Objectives: Increasing intake of plant-based foods and reducing intake of animal foods have been recommended for chronic disease prevention. However, not all plant- or animal-based diets exert the same health effects due to their various compositions. We aim to assess the quality of plant- vs. animal-based diet in relation to mortality among US adults.
Methods: Using dietary data collected from a nationally representative sample of 29,113 US adults from the National Health and Nutrition Examination Survey (NHANES) 1999-2010, we created a comprehensive Diet Quality Index (cDQI) to distinguish the quality of plant- and animal-based dietary components. Higher intake of healthful plant- or animal-based components received higher scores whereas higher intake of less healthful components received lower scores. Mortality from all causes, cardiovascular diseases (CVD), and cancer were obtained from the National Death Index. Cox proportional hazard models were used to estimate hazard ratios (HRs) and 95% confidence intervals (CIs) after multivariable adjustments.
Results: During a median follow-up of 7.8 years, 2,860 total deaths occurred, including 726 CVD deaths and 671 cancer deaths.
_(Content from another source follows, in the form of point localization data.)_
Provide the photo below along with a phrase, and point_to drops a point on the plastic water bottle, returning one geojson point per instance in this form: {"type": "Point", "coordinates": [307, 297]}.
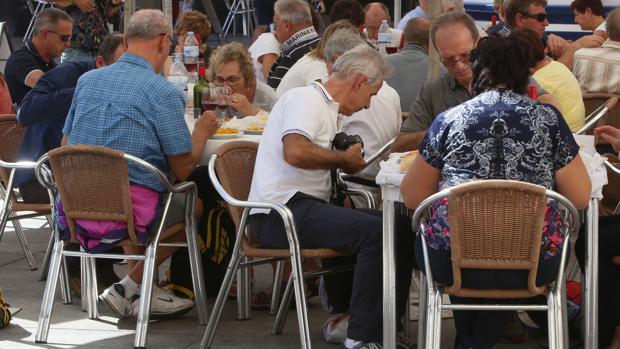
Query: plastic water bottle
{"type": "Point", "coordinates": [384, 39]}
{"type": "Point", "coordinates": [177, 74]}
{"type": "Point", "coordinates": [190, 55]}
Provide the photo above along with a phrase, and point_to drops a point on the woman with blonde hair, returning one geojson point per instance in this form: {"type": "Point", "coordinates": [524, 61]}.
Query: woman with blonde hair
{"type": "Point", "coordinates": [230, 66]}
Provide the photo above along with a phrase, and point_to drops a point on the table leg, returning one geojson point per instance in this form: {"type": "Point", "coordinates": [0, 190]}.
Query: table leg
{"type": "Point", "coordinates": [590, 298]}
{"type": "Point", "coordinates": [389, 276]}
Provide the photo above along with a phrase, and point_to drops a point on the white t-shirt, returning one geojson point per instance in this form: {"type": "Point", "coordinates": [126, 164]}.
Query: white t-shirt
{"type": "Point", "coordinates": [266, 43]}
{"type": "Point", "coordinates": [304, 71]}
{"type": "Point", "coordinates": [376, 125]}
{"type": "Point", "coordinates": [309, 111]}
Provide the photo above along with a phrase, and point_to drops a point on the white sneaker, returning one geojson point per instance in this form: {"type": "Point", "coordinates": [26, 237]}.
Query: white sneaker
{"type": "Point", "coordinates": [114, 298]}
{"type": "Point", "coordinates": [165, 304]}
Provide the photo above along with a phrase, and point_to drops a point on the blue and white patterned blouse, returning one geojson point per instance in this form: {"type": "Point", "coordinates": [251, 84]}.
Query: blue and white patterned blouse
{"type": "Point", "coordinates": [498, 134]}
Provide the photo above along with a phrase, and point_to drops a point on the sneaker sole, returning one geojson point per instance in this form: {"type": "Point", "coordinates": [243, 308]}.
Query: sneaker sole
{"type": "Point", "coordinates": [112, 308]}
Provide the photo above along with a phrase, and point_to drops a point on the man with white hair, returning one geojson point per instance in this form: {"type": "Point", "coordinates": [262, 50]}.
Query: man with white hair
{"type": "Point", "coordinates": [129, 107]}
{"type": "Point", "coordinates": [293, 166]}
{"type": "Point", "coordinates": [296, 34]}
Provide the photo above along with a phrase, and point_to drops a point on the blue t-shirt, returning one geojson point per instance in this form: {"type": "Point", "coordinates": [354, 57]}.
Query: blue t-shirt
{"type": "Point", "coordinates": [44, 110]}
{"type": "Point", "coordinates": [128, 107]}
{"type": "Point", "coordinates": [498, 134]}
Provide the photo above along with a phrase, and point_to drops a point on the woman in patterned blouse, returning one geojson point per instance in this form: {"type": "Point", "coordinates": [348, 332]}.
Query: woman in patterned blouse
{"type": "Point", "coordinates": [499, 134]}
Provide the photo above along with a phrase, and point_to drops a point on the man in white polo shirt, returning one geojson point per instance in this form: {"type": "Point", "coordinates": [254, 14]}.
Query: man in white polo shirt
{"type": "Point", "coordinates": [293, 167]}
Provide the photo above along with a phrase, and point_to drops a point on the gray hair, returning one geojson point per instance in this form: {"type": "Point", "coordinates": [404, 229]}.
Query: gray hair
{"type": "Point", "coordinates": [49, 18]}
{"type": "Point", "coordinates": [340, 42]}
{"type": "Point", "coordinates": [454, 17]}
{"type": "Point", "coordinates": [364, 60]}
{"type": "Point", "coordinates": [147, 24]}
{"type": "Point", "coordinates": [612, 26]}
{"type": "Point", "coordinates": [294, 11]}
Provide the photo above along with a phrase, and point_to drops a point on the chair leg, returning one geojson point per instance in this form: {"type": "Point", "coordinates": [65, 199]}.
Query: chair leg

Compared to individuals in the lowest quartile, those in the highest quartile of cDQI had 27% lower all-cause mortality (HR=0.73, 95% CI: 0.62-0.87; p-trend=0.001) and 37% lower cancer mortality (HR=0.63, 95% CI: 0.43-0.92; p-trend=0.03). After controlling for animal-based components, higher quality of plant-based components remained significantly associated with lower all-cause mortality (Q4 vs. Q1: HR=0.74; 95% CI: 0.62-0.89, p-trend<0.001) and cancer mortality (Q4 vs. Q1: HR=0.62; 95% CI: 0.43-0.91, p-trend=0.02) whereas no associations were found for the animal-based components. The lower mortality associated with plant-based diet was stronger among individuals with comorbidities at baseline (all-cause mortality: HR=0.69, 95% CI: 0.57-0.83; p-trend<0.0001; CVD mortality: HR=0.66, 95% CI: 0.45-0.98; p-trend=0.04; cancer mortality: HR=0.44, 95% CI: 0.24-0.80; p-trend=0.003).
Conclusion: Improving the quality of plant-based dietary components may play a more important role in reducing mortality than improving the quality of animal-based ones, especially among individuals with chronic health conditions.